I asked someone else, who suggested that I did not need a slate frame because applique does not require the intense tightness that something like gold work does. 

Another friend suggested I use a scroll frame, but I need to see the whole of the project at once, or at least be able to quickly see it all at once in terms of applique placement which I'm more or less eyeballing. 

Another friend suggested I use stretcher bars. 

I bought a q-snap frame because I did not want to spend a ton of money. Well friends, spending money on the wrong thing is a terrible idea. The wool has too much stretch for a frame like that. 

I again consulted the friend who suggested the stretcher bars. I was like "eh, I can spend $30 bucks on this!" When I went to a highly recommended needlework store and told the owner my project intentions, she was super rude and disregarded everything I said about making a reconstruction of a cushion find from the 16th century but I bought the stretcher bars anyway. 

When I got home and tried the stretcher bars, I realized they were not the way for me to go for a few reasons. I like sitting at my desk to sew. As a result I'm able to keep the fabric relatively flat to begin with. After some ridiculous anxiety over methods used, I just went with it. Most of the existing tension issues will likely be irrelevant once I stuff it with the feathers. 

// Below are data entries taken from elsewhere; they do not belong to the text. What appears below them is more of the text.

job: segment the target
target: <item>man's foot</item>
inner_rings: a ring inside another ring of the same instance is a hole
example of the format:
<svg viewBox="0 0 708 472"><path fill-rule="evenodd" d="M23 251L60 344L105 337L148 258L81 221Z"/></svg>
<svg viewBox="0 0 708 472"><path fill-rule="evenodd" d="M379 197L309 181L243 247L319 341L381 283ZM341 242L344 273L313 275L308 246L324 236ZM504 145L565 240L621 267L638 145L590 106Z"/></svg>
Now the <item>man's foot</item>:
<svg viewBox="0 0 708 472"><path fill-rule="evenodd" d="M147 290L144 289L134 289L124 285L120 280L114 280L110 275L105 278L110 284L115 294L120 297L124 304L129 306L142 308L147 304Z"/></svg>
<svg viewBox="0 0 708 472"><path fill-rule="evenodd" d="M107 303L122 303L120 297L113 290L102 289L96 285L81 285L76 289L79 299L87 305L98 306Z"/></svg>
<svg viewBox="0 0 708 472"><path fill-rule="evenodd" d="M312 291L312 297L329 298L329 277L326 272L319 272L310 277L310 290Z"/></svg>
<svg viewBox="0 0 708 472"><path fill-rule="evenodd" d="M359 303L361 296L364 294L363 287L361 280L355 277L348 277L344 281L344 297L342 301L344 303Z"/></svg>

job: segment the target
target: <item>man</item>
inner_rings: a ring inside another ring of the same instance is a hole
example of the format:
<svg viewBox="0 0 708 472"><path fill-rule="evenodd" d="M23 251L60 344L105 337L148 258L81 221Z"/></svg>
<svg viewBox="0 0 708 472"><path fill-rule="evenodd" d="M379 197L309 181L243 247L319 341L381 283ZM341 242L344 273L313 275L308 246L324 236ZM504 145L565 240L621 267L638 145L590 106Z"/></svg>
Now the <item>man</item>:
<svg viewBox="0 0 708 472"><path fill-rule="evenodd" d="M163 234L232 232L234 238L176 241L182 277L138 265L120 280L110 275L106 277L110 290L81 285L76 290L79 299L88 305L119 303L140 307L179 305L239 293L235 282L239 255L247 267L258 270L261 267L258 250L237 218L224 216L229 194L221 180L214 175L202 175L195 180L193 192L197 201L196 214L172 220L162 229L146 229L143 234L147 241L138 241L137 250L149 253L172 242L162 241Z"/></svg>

In the below image I've laid out the appliques to give you an idea of placement. The brown leaves will likely be couched with gold, and they'll have "veins" as well. The blue rosettes are going to be couched with the green wool I laid over the rosette, and they'll be divided up into 4 petal sections. I'm not sure what color I'll couch the pale green rosettes with. Once everything is tacked down, I'll also assemble my parrot applique.